Voglio mamma. E anche papà. Voglio che zio Elliot vada via.
Ho paura. Ho tanta paura.
Erano le sette di sera e il sole stava calando. Le giornate di settembre diventavano sempre più lunghe e la notte era sempre più presente. Una goccia di pioggia mi cadde sul volto e decisi di accelerare il passo, fino a raggiungere la caffetteria di Debby. Spalancai la porta, riconoscendo subito il dolce profumo di dolci appena sfornati e la musica che proveniva dalla vecchia radio. Quella sera il locale era stranamente affollato, ma non mi ci soffermai. Lo cercai con gli occhi, fino a scorgere il suo ciuffo scuro. Bryan era seduto in un tavolo al centro del piccolo locale e, quando feci per avvicinarmi, la voce squillante di Debby mi penetrò le orecchie.
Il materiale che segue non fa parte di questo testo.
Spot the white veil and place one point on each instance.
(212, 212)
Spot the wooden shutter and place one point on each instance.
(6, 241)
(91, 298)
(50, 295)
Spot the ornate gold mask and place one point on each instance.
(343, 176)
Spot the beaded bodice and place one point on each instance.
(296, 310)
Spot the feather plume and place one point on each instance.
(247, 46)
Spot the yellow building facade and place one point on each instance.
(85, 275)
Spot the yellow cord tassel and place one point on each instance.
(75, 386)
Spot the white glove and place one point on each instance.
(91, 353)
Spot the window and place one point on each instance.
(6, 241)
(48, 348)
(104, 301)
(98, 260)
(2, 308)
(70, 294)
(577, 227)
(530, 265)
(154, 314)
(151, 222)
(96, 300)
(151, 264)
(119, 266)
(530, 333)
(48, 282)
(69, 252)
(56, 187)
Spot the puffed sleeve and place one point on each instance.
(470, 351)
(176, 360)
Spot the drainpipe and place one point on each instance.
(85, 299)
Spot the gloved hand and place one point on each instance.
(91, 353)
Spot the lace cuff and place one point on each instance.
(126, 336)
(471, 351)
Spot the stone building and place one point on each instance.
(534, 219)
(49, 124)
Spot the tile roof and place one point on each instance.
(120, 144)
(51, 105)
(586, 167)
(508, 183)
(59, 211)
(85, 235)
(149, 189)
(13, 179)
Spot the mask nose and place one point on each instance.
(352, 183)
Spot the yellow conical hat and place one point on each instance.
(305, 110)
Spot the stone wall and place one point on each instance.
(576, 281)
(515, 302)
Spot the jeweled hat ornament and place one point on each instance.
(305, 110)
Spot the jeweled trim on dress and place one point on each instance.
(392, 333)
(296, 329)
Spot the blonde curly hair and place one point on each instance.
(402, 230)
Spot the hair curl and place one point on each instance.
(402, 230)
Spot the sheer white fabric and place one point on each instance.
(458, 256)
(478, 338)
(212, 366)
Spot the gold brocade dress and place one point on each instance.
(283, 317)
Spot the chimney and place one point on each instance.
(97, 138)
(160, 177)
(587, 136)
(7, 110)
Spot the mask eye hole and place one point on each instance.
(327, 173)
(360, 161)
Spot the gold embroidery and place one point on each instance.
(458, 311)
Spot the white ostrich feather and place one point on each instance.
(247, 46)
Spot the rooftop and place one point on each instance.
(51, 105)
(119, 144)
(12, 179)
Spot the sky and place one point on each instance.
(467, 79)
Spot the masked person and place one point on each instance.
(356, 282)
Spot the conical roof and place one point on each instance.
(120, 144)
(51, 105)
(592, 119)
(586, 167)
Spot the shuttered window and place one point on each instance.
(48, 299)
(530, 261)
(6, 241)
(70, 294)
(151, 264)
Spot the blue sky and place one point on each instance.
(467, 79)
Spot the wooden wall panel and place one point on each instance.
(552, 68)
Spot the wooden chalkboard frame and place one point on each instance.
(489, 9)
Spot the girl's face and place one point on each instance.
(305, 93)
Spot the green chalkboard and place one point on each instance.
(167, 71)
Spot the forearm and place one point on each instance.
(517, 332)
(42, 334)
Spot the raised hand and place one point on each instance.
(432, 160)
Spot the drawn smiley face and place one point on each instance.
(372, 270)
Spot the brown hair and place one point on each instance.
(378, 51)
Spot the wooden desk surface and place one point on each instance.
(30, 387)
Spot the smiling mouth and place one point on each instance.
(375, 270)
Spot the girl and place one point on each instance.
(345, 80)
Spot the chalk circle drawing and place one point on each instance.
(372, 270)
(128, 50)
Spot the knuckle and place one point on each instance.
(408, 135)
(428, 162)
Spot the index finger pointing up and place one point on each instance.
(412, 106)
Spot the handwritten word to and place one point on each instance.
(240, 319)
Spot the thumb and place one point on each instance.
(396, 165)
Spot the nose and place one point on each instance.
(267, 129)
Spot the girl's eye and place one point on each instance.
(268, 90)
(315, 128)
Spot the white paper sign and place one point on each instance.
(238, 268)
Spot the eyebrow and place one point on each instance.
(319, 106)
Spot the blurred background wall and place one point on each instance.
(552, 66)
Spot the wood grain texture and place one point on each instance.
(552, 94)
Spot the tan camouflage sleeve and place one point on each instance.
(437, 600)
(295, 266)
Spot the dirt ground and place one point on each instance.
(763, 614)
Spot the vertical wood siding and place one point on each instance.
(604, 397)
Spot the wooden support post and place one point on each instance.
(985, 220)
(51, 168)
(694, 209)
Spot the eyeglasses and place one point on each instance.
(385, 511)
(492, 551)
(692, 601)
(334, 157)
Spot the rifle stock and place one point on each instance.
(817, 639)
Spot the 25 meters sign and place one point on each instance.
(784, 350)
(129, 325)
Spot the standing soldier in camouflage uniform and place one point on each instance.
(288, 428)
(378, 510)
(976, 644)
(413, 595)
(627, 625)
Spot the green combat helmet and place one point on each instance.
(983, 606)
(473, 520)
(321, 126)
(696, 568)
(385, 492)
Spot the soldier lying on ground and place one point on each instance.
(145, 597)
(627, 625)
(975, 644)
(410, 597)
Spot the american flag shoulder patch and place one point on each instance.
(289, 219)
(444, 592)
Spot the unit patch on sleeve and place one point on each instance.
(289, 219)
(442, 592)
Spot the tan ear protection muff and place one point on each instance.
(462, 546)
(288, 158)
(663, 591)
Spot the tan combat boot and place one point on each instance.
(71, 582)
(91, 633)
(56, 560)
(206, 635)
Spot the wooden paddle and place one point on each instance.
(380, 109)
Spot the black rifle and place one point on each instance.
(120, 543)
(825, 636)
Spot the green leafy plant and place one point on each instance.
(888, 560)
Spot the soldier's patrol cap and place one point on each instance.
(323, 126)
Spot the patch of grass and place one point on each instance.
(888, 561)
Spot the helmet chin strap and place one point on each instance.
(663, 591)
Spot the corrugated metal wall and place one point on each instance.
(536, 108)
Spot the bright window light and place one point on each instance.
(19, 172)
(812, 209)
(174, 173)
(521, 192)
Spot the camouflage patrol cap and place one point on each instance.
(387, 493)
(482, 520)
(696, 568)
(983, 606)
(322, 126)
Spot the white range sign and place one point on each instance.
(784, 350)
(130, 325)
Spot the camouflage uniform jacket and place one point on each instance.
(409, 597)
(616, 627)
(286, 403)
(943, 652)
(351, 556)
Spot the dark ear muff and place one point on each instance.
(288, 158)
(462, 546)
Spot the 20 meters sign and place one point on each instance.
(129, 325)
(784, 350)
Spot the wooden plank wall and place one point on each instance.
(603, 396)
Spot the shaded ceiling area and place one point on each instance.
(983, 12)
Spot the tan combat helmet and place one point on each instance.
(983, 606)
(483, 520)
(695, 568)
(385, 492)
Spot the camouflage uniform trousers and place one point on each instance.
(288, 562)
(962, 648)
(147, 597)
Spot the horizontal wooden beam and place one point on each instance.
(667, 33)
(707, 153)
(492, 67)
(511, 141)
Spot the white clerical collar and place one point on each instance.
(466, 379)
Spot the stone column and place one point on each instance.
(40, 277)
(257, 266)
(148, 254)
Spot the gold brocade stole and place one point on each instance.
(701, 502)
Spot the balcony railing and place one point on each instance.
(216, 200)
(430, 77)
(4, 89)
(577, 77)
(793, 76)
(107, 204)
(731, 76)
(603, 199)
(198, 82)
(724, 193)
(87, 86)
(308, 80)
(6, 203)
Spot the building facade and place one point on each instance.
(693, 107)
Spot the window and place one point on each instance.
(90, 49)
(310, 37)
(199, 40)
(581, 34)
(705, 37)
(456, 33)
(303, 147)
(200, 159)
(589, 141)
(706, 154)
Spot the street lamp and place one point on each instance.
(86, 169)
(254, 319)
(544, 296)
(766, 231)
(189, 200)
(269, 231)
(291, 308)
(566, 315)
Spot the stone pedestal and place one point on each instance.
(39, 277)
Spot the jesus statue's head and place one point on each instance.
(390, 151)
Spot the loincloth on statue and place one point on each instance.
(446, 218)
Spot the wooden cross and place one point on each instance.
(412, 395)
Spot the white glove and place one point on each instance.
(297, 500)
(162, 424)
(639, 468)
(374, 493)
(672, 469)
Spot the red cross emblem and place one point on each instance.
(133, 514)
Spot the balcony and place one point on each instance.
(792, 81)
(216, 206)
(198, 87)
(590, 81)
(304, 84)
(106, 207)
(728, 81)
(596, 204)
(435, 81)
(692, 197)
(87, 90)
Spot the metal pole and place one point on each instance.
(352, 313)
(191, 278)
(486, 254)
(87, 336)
«Tesoro è un piacere vederti!»
«Anche per me Debby, come sempre.» le sorrisi dolcemente.
Inclinò leggermente il capo «I tuoi amici non ci sono ancora, non credo ci sia un tavolo libero» esordì dispiaciuta.
«Non sono qui con i miei amici»
«Ah, no?» ora avevo decisamente attirato la sua attenzione. Sposto lo sguardo in giro per il locale, cercando di captare qualcosa. Debby riusciva sempre a sorprendermi.
«Non dirmi che quel bel giovanotto ti sta aspettando?» disse indicando Bryan, che intanto mi aveva vista e mi stava fissando con un sorrisetto storto. Sentii i suoi occhi che scivolavano lungo la mia camicia e la mia giacca di jeans.
«Sì, ti sta decisamente aspettando.» concluse Debby, notando l'incrociarsi dei nostri sguardi, pur non ricevendo risposta da me.
«Che aspetti, va!» mi spinse per avvicinarmi al tavolo con una forza che non ci si aspetterebbe da una donna della sua età. Barcollai per riprendere l'equilibrio e, prima che potessi dire anche solo una parola, Debby era già scomparsa dietro il bancone, fischiettando soddisfatta.
Che figura...
«Sei arrivata.» la sua voce rauca mi distolse dai miei pensieri.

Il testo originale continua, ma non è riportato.